LA VISITA DE LA TIA LUCÍA . Era una prima media de mi mamá, de apellido Bravo, hija bastarda de mi tío abuelo Marcial Bravo, en una señora Castro. La tía Lucía, como le decíamos venía de visita, desde Zetaquira, Boyacá, donde se estableció con un buen señor de nombre Guillermo Romero Arenas, quien en su juventud había sido policía y esa fue la razón de su aparición por estas tierras sureñas. Esa tía, en segundo grado, hizo su visita desde tan lejanas tierras hacia comienzos de 1955, pocos meses después de fallecido mi hermano William Vicente, quien murió antes de cumplir un año. La visita transcurrió normalmente, con todo el ritual casero de los almuerzos, las meriendas, las cenas, las medias nueves, los entredías y por supuesto, las idas al parque, al comercio y, no podía faltar a las iglesias. Como para rematar la visita de la tía Lucía, a mi madre se le antojó llevarla a dar una vuelta por el cementerio de Túqueres, situado a menos de un kilómetro de la casa, por unas cuadras un tanto pendientes. En esa mañana de ingrata recordación, mi Hugo y yo, de 10 y 11 años, respectivamente y por lo visto con la compañía de mis hermanas menores nos adelantamos en busca de la tumba de ese pequeño hermano fallecido, pero cual no sería nuestra sorpresa, cuando vemos, por fuera de la tumba y encima de ella, el cajoncito blanco, con la ropa de la mortaja impecable, como si alguien, con todo el cuidado hubiera sacado el cadáver de la criatura.

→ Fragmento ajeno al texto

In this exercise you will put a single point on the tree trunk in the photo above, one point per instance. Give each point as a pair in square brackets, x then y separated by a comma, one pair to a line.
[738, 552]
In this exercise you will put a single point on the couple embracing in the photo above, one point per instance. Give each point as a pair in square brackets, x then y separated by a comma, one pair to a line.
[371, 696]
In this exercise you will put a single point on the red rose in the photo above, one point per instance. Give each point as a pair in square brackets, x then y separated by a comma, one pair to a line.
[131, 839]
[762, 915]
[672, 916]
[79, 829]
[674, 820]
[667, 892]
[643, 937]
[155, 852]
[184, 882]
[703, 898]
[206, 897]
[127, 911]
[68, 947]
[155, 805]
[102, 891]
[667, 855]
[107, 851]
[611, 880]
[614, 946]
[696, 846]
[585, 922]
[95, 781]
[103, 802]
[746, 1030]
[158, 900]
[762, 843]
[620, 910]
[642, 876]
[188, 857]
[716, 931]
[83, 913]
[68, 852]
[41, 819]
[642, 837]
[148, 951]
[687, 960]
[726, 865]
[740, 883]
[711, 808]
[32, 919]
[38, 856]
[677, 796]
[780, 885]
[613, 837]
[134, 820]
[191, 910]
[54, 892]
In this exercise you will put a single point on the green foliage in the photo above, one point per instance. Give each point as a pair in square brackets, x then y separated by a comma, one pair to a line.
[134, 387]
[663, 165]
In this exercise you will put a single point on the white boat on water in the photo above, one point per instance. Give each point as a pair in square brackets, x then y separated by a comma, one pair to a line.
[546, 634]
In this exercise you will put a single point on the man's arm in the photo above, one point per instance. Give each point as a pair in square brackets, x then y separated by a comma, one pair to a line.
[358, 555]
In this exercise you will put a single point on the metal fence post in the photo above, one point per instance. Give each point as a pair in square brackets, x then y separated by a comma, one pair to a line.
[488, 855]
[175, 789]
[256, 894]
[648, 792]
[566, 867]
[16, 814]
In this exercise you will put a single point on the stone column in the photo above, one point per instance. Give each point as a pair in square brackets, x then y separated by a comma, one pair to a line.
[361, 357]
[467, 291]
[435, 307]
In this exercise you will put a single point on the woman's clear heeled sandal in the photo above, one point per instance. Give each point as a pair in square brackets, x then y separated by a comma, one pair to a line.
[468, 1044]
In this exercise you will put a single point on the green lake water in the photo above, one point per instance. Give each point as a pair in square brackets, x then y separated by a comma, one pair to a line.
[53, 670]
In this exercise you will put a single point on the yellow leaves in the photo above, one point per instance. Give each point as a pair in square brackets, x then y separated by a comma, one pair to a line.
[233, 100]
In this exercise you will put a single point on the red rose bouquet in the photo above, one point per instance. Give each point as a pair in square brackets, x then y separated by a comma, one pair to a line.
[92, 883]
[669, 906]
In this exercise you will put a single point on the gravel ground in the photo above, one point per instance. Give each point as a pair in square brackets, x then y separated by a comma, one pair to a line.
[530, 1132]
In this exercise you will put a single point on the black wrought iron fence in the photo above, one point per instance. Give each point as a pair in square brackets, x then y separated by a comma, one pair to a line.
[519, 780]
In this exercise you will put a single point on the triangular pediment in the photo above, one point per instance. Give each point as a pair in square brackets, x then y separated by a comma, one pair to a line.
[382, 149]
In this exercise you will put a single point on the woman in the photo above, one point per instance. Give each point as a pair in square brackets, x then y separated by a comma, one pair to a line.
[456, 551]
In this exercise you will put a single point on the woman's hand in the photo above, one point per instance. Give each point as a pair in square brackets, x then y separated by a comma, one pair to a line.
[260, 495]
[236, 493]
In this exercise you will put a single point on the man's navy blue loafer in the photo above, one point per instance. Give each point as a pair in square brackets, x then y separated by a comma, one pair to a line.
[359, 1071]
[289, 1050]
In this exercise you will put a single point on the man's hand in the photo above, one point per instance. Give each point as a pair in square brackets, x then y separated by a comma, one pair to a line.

No tuvimos tiempo de comentar nada con mi hermano Hugo, cuando mi mamá y esa tía aparecieron en el sitio del acontecimiento, quedándose estupefactas, sin saber que decir, al tener que ver el cajón y la ropa por fuera de la tumba, pero sin el cadáver. Ni un solo grito ni exclamación, a pesar de lo contundente y terrible del golpe, como debe de ser para una madre al ver profanada la tumba de su hijo, a pesar de que no había destrozos ni muestras de violencia. Con todo el dolor en el alma, los muchachos recogimos todas las ropitas, las metimos en el ataúd y, calle abajo, nos dirigimos hacia nuestra casa, donde, sin mayores comentarios subimos el pequeño ataúd al soberado o zarzo, con las ropas recogidas. Todos esos efectos reposaron allí por varios años, como recuerdo postrero de nuestro hermanito, hasta que esa casa paterna fue vendida en 1966, a raíz de la muerte de mi padre.

Nunca se puso un denuncio de la profanación de esa tumba y el hurto del cadáver. Sin embargo, alguien comentó que posiblemente se lo había robado un médico inquieto en asuntos de anatomía, con el objeto de estudiar las partes del cuerpo. Por ese tiempo todavía no se oía hablar de tráfico de órganos humanos, ni se escuchaba de rituales satánicos, que los puedo haber habido, como los hay ahora y también los hubo en épocas pasadas. Hasta se habló de posibles inquietudes científicas del nuestro médico casero, el doctor Eduardo Osejo, quien hiciera sus estudios en Chile, pero esa conjetura no pasó de allí un mero comentario. En suma, ese fue un nuevo dolor que golpeó a mi madre y a nosotros y, de paso, dejó un gran sinsabor a nuestra tía, en segundo grado, quien se encontraba, por esos días, de visita por las tierras de Túquerres.

Años después, en 1963, tuve la oportunidad de ir a visitar a la parienta Lucía a Zetaquira, justamente cuando ella se despedía con tristeza de su casa y sus fincas que tuvo que vender a raíz de la insoportable situación de violencia latifundista que habían desatado los conservadores en esa región nororiental boyacense. Ya se contaban por centenares los muertos liberales y por miles de desplazados que esos pícaros causaron en la región y, por cierto, en toda Colombia. Don Guillermo Romero Arenas, hombre de mucha cordura me dijo en esa oportunidad que prefería la vida a disfrutar de mayores riquezas. Fue entonces cuando decidió trasladarse definitivamente para Bogotá en compañía de su esposa.